First of all, I thank you for your answer.
Something really funny: I tried several times to map my exception before
I realized that even ResultEvent.result didn't map anymore with
my remote result class !
The cause was the following: all the remote service calls were performed within
a library, and it seems that the Flex library compiler does not generate the [RemoteObject]
tag artifacts (unlike the Flex application compiler).
Now, I call the flash.net.registerClassAlias method for each remote class (in a static region) and it works fine.
Last but not least, the exceptions are correctly mapped with my fault events too !
I need you to confirm I ain't drunk !!!!!
If I am right, maybe the documentation could emphasize on that feature ?
Are you sure you've spelled the metadata correctly?
It needs to be: [RemoteClass(alias="...")]
If the compiler encounters metadata it is not familiar with the metadata is simply ignored.
The [RemoteClass...] metadata is a convenience tag. When present, the compiler generates the appropriate call to registerClassAlias() for you and ensures that the call is made before the application starts running and requests instances of this type from the server.
Sorry I spelled incorrectly [RemoteClass(alias="")] in my last post. So it is not the issue.
The fact is that the compiler does not generate the RemoteClass artifacts (i.e registerClassAlias)
while compiling a library . It works fine with an application .
You can join my point of view by creating a library project including a [RemoteClass(alias="")] tag, adding the -keep-generated-actionscript=true compiler option, and finally scanning the generated AS files: no trace
of any registerClassAlias call is found.
That's why I have to do it "manually".
I've finally had the chance to try to repro the library project issue you had and it works fine for me.

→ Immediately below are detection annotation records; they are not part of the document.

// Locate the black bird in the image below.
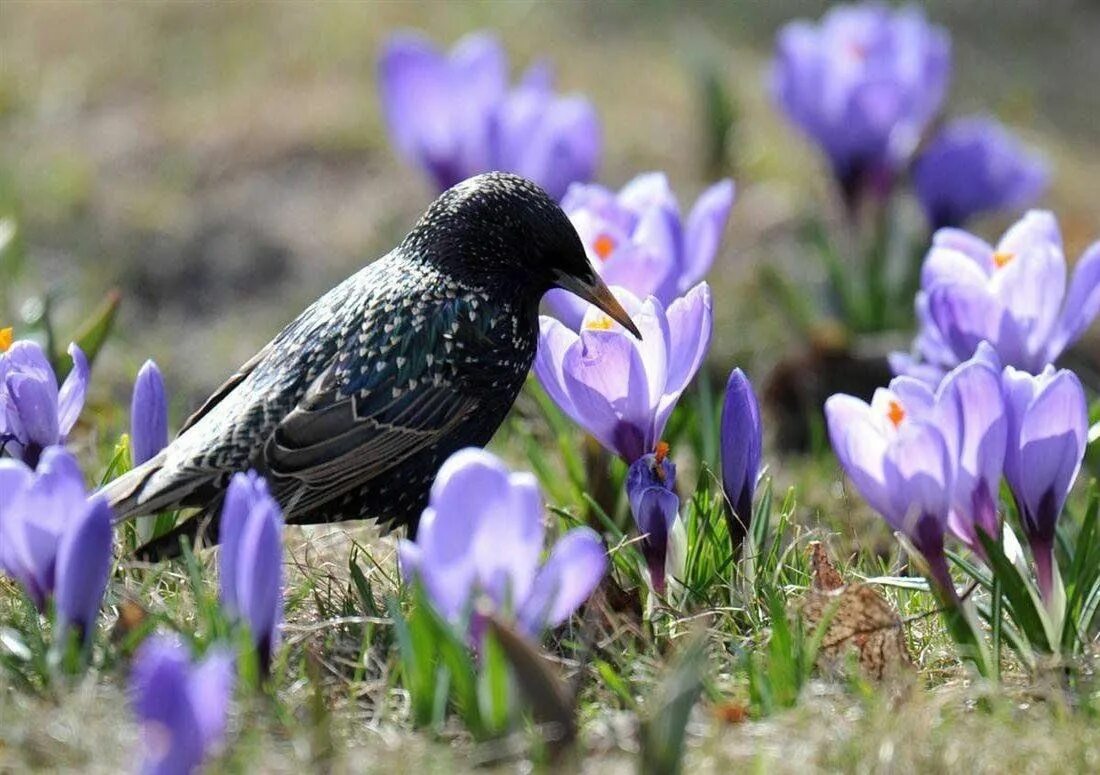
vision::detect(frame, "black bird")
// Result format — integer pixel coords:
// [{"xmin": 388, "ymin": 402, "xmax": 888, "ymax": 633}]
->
[{"xmin": 103, "ymin": 173, "xmax": 638, "ymax": 558}]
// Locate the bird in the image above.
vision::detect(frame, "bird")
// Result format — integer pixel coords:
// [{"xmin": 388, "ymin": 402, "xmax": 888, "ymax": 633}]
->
[{"xmin": 101, "ymin": 173, "xmax": 640, "ymax": 560}]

1. I created a simple library project with one class in it, Foo.as, that has RemoteClass metadata:
public class Foo
2. I made sure this class was selected to be included in the generated swc (Properties > Flex Library Build Path, Classes tab) and I compiled to generate the swc.
3. I created another simple non-library project and added "-keep" to the compiler command line arguments (Properties > Flex Compiler > Additional compiler arguments), and added the generated swc from the first project (Properties > Flex Build Path, Libary path tab > Add SWC).

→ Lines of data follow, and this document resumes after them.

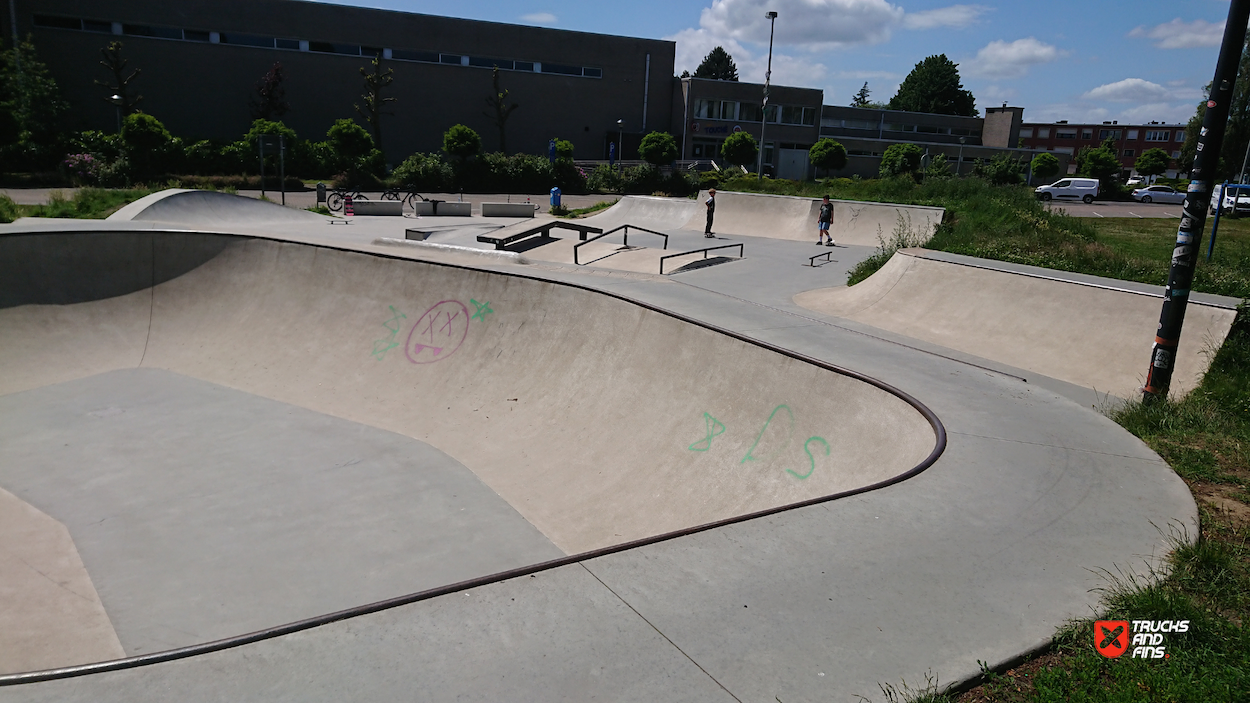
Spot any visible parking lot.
[1048,200,1180,218]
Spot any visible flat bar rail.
[478,220,604,249]
[573,225,669,266]
[660,244,746,275]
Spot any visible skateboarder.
[816,195,834,246]
[704,188,716,238]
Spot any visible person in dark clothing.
[816,195,834,246]
[704,188,716,238]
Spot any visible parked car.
[1034,178,1098,203]
[1211,184,1250,216]
[1133,185,1185,203]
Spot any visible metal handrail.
[573,225,669,266]
[660,244,746,275]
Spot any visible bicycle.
[325,188,369,213]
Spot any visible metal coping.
[0,229,946,687]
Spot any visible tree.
[638,131,678,166]
[808,139,846,175]
[443,125,481,164]
[325,118,374,171]
[1133,146,1171,176]
[353,55,395,150]
[0,38,69,151]
[720,131,760,166]
[251,61,291,120]
[694,46,738,83]
[93,41,144,116]
[880,144,925,178]
[890,54,978,116]
[486,66,520,155]
[851,80,873,108]
[1033,154,1059,181]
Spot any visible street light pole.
[755,13,778,181]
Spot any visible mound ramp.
[794,249,1238,398]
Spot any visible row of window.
[694,99,816,126]
[35,15,605,78]
[1020,126,1185,141]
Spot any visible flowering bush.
[63,154,104,186]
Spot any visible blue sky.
[310,0,1229,123]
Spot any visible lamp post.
[755,13,778,180]
[109,93,123,134]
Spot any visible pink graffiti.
[404,300,469,364]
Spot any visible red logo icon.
[1094,620,1129,659]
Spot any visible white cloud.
[1081,78,1173,103]
[664,29,829,88]
[699,0,904,50]
[1129,18,1224,49]
[521,13,560,25]
[961,36,1066,78]
[903,5,994,29]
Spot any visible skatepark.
[0,190,1215,702]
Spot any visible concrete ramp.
[108,188,328,222]
[794,249,1236,398]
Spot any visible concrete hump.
[108,188,326,226]
[794,249,1236,398]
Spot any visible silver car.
[1133,185,1185,203]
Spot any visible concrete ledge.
[439,203,475,218]
[373,235,530,264]
[480,203,534,218]
[351,200,404,218]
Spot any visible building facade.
[1020,120,1185,179]
[3,0,675,164]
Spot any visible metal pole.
[1141,0,1250,403]
[755,13,778,181]
[278,134,286,205]
[1206,180,1238,261]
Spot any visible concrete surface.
[0,188,1196,702]
[795,249,1239,399]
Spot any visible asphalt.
[0,188,1196,700]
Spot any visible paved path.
[0,188,1196,702]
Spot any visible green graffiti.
[373,305,408,362]
[469,298,495,321]
[739,405,794,464]
[686,413,725,452]
[785,437,829,480]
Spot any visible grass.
[0,188,154,223]
[723,172,1250,703]
[568,200,616,218]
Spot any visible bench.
[481,203,535,218]
[478,220,604,249]
[351,200,404,218]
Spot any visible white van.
[1034,178,1098,203]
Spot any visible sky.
[312,0,1229,124]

4. Here's the simple mxml app:
<?xml version="1.0" encoding="utf-8"?>
<mx:Application xmlns:mx=" http://www.adobe.com/2006/mxml" creationComplete="initApp()">
private function initApp():void
var f:Foo = new Foo();
5. And here's the code-gen'ed line in _<appname>_FlexInit-generated.as that corresponds to my RemoteClass metadata:
So in this simple scenario everything worked as expected. You may want to try refreshing your projects, re'adding the swc, etc. to try to identify why this was failing for you.
Thanks for your investigations ; I keep your results in mind.

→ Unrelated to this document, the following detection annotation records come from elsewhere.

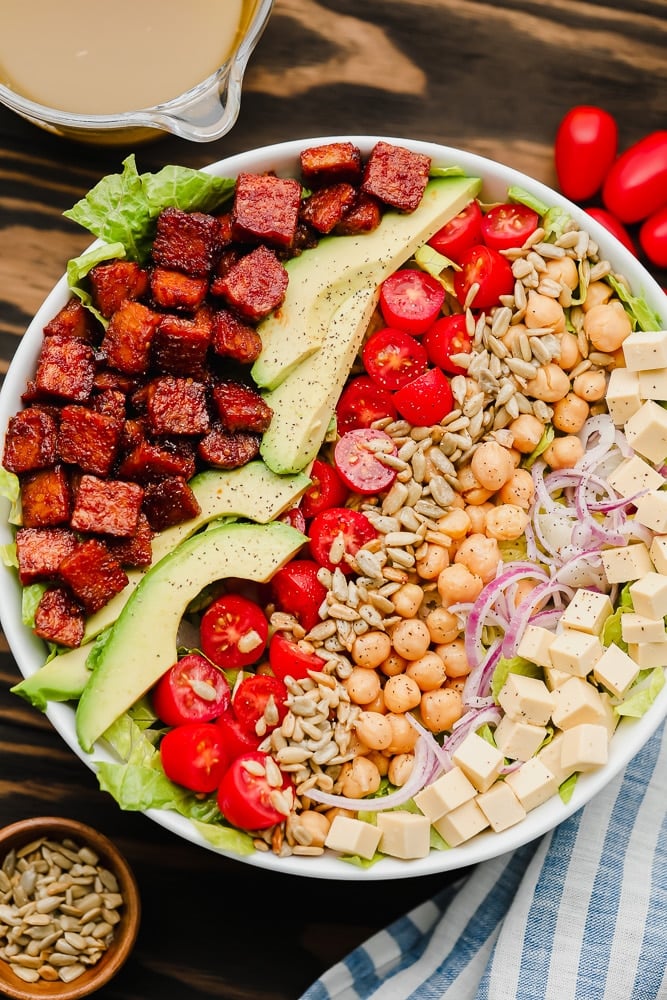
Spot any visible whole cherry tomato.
[602,130,667,222]
[554,104,618,201]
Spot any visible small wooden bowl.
[0,816,141,1000]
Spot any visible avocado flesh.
[252,177,479,390]
[76,521,306,751]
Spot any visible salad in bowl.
[0,137,667,879]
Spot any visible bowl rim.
[0,134,667,881]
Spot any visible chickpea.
[391,618,431,660]
[426,607,461,643]
[551,390,590,434]
[418,542,449,584]
[343,667,380,705]
[438,563,484,607]
[435,637,470,677]
[524,289,565,333]
[454,536,500,584]
[572,370,607,403]
[405,650,446,691]
[350,629,391,669]
[470,441,514,493]
[384,674,421,713]
[354,711,392,750]
[338,757,380,799]
[387,753,415,788]
[526,361,570,403]
[584,299,632,354]
[420,687,463,733]
[391,583,424,618]
[542,434,584,469]
[498,469,535,508]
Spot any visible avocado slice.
[76,521,306,751]
[252,177,480,389]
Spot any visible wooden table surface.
[0,0,667,1000]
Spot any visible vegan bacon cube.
[59,538,128,614]
[214,246,289,322]
[153,207,220,278]
[361,141,431,212]
[2,407,57,474]
[70,475,144,537]
[232,173,301,248]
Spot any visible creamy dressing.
[0,0,250,114]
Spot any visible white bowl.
[0,136,667,881]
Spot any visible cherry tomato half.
[310,507,377,573]
[160,722,229,792]
[602,131,667,222]
[361,326,427,392]
[152,653,231,726]
[269,632,325,681]
[422,313,472,375]
[336,375,398,434]
[380,267,445,336]
[454,244,514,309]
[218,751,291,830]
[334,427,397,494]
[394,368,454,427]
[428,201,482,264]
[554,104,618,202]
[200,594,269,670]
[232,674,287,735]
[301,458,347,520]
[482,202,540,250]
[270,559,327,632]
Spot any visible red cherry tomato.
[428,201,482,264]
[454,244,514,310]
[334,427,397,495]
[200,594,269,670]
[336,375,398,434]
[482,202,540,250]
[639,205,667,267]
[218,751,291,830]
[422,313,472,375]
[310,507,377,573]
[554,104,618,202]
[394,368,454,427]
[270,559,327,632]
[380,268,445,336]
[160,722,229,792]
[301,458,347,520]
[602,131,667,223]
[269,632,325,681]
[586,205,637,257]
[153,653,231,726]
[232,674,287,736]
[361,326,427,392]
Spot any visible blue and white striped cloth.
[301,725,667,1000]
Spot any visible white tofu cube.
[433,799,489,847]
[551,628,604,677]
[561,722,609,771]
[560,588,614,635]
[377,809,431,860]
[600,542,653,584]
[517,625,554,667]
[629,571,667,618]
[415,767,477,823]
[505,757,558,812]
[498,672,553,726]
[551,677,606,729]
[324,816,380,861]
[452,733,505,792]
[625,399,667,465]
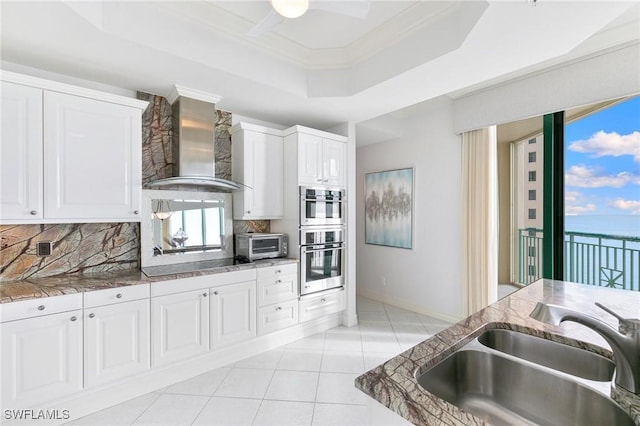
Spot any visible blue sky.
[565,96,640,215]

But I have to apologize because I missed to give you more informations about my project.
The fact is that my library is dynamically loaded (using the Loader class) and are
never included in my application "library path".
Also, with your prototype, what's happen if you decide to link your library as a RSL for instance ?
I imagine the artifacts are not generated too.
I think that only a library "statically" included within an application (i.e with "merged into code" option selected)
can see its binding artifacts generated. Do you agree ?
Things should work correctly if you compile your app using the -compiler.external-library-path and -runtime-shared-libraries options with mxmlc.
When you compile your app and don't give it any knowledge of these classes tagged with [RemoteClass] metadata that you'll be loading at runtime, you're correct that the registerClassAlias() call won't be code-gen'ed.
Sorry I'm replying late to this, Thierry - what you're trying to do is indeed supported in Flex 2. We serialize Throwable types as Beans (although we include read-only properties). If the client does not have a matching ActionScript class registered with a matching alias as the Java exception type, an anonymous Object will be created with properties matching the "bean" properties. It seems you've now worked out what the issue was while talking to Seth.